Rivergate Mall was built by Retail Planning Corporation, an Atlanta-based mall developer, just outside the state capital of Nashville, Tennessee within Goodletsville along Two Mile Pike. The mall officially opened on October 6, 1971. Upon its opening, Rivergate Mall became the largest mall in Tennessee, a title it would hold until the opening of Hickory Hollow Mall in 1978. The mall originally included three anchor stores: Cain-Sloan, Castner Knott, and JCPenney. Other major tenants at opening included Jo-Ann Fabrics, McCrory, and Walgreens.
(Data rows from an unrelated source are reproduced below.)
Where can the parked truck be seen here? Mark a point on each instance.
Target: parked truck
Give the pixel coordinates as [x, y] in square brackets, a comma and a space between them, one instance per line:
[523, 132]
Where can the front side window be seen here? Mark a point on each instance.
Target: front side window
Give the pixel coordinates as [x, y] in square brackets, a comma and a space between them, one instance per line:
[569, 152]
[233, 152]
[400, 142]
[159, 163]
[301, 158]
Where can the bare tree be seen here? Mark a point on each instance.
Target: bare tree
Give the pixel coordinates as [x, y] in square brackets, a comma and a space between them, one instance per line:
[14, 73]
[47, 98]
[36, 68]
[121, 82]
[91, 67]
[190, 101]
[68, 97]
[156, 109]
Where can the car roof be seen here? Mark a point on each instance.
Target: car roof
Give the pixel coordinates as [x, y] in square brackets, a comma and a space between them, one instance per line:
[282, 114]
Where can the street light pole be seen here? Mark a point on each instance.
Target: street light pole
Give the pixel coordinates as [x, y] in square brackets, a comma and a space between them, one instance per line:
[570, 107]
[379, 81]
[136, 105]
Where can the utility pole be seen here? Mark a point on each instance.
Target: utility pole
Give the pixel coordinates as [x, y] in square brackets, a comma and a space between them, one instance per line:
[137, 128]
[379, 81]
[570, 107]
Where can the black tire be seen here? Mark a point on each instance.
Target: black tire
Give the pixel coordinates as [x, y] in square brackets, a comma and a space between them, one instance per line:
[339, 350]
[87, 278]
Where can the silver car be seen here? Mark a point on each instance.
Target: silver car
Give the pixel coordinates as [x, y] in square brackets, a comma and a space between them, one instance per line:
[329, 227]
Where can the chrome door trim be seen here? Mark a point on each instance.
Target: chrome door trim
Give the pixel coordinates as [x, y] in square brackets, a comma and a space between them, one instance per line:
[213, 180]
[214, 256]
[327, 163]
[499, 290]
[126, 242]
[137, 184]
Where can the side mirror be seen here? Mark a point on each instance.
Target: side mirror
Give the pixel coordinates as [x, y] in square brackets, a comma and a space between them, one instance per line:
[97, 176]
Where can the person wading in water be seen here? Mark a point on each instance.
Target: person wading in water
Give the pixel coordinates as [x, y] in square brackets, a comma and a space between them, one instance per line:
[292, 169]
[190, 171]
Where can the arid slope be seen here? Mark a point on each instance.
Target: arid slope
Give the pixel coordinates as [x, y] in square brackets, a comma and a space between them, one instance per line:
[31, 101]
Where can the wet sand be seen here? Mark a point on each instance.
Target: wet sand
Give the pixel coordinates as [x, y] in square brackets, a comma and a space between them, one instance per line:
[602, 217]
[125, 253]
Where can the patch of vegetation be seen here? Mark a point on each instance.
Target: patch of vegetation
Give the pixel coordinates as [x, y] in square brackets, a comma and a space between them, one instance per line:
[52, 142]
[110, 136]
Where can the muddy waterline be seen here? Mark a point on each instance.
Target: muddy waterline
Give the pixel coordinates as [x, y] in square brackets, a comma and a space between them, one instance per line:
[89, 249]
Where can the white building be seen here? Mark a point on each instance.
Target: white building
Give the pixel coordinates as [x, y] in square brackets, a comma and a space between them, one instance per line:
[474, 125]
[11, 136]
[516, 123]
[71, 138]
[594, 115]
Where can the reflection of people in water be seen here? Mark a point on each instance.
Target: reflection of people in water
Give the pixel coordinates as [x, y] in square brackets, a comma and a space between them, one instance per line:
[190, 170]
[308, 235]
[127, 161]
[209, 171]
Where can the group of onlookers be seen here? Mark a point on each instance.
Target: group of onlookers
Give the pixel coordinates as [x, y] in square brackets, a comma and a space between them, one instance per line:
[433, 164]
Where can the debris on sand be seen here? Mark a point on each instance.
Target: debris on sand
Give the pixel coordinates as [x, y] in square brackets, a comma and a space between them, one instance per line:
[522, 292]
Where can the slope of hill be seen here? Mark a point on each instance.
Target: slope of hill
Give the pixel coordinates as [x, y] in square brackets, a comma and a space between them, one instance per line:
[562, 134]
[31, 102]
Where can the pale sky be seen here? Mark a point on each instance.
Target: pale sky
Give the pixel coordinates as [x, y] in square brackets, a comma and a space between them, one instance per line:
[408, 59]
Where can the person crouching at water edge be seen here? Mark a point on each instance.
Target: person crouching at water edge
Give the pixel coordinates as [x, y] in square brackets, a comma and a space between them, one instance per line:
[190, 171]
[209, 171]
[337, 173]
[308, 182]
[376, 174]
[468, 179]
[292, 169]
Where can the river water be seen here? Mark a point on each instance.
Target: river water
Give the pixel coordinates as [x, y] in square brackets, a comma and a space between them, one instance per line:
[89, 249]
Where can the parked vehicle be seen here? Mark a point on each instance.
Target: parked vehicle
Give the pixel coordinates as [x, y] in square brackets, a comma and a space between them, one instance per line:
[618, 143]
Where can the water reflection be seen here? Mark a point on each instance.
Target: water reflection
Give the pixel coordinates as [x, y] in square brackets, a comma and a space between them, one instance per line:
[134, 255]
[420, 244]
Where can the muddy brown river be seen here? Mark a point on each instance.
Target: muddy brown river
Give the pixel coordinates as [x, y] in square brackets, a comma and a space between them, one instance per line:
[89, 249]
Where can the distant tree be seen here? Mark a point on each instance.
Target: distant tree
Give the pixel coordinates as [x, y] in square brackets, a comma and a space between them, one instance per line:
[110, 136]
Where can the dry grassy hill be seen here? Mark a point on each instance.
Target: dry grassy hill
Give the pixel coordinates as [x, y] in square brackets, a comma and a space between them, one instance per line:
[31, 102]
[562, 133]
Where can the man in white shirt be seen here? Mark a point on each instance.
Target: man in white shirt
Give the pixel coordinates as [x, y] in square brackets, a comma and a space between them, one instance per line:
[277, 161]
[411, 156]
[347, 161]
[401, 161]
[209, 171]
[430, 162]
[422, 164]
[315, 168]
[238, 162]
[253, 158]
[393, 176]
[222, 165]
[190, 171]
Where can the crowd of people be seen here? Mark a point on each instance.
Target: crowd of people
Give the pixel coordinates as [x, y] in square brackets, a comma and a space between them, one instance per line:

The mall's first expansion phase opened in November 1978, with a new parking area and 55000 sqft of retail space, which included 22 stores and 74 supporting shops. Journeys opened their first location in the mall in December 1986. Cain-Sloan sold its store to Dillard's in 1987, as a part of deal which included the sale of three Nashville-area locations. A wing featuring Sears, dozens of new parcels, and a food court was added in 1989.

===1990s to 2000s===
During a tornado outbreak on May 18, 1995, part of the Rivergate Mall's roof collapsed, injuring more than a dozen people. The mall was sold to CBL Associates & Properties for $247 million in June 1998. In August of that year, Proffitt's purchased five Nashville-area Castner Knott's from Dillard's. Dillard's had acquired Castner Knott's through their purchase of the parent company Mercantile Stores Company. With the threat of competition from nearby Opry Mills, CBL renovated the mall in 1999, adding new carpeting and a new entranceway. Proffitt's sold its store to Hecht's in March 2001 as part of a deal to sell off nine locations. Linens 'n Things opened a store at the mall in 2003. In 2006, Macy's replaced Hecht's after Federated Department Stores, now Macy's Inc, purchased Hecht's parent company May Department Stores. By 2008, the Streets of Indian Lake was nearing completion in nearby Hendersonville, attracting many upscale retailers, causing a decline in shoppers at the mall. Incredible Dave's, a restaurant and entertainment center, replaced a mall wing in 2012, but closed in 2014.

===2010s to 2020s===
In 2013, CBL sold three of their malls, including the Rivergate Mall, to Atlanta-based Hendon Properties in a partnership with an offshore investor for $176 million. An 11,695-square-foot Guitar Center opened in the mall in the spring of 2017, while existing tenant, teen apparel retailer rue21, opened a larger store with an additional 2,600 sqft in the summer of 2017. Another existing tenant, shoe retailer Foot Locker, added a new store with an additional 1,000 sqft in the fall of 2017. Sears closed its store at the mall in March 2019 as part of a plan to close 80 locations nationwide. Following the closure of Macy's in 2020, the anchor store's space was sold to Urban Story Ventures for $4 million. Rivergate Mall was listed for sale for an undisclosed price in March 2024. In January 2025, Cincinnati-based real estate company Merus (formerly known as Al. Neyer) submitted plans to redevelop the entire mall site, including the Macy's anchor building. The final interior tenants of the mall closed on December 31, 2025. Rivergate Mall closed on February 13, 2026, after the property was sold for $33 million. The buyer, Merus, announced they intended to demolish the mall and build a mixed-use real estate project. In March 2026, demolition on the mall officially started at the former Sears. Also in March 2026, JCPenney announced it would shut down its store at the mall that summer, leaving just Dillard’s remaining. As of April 2026, Dillard’s plans to remain open during the redevelopment. JCPenney shut down on June 21, 2026.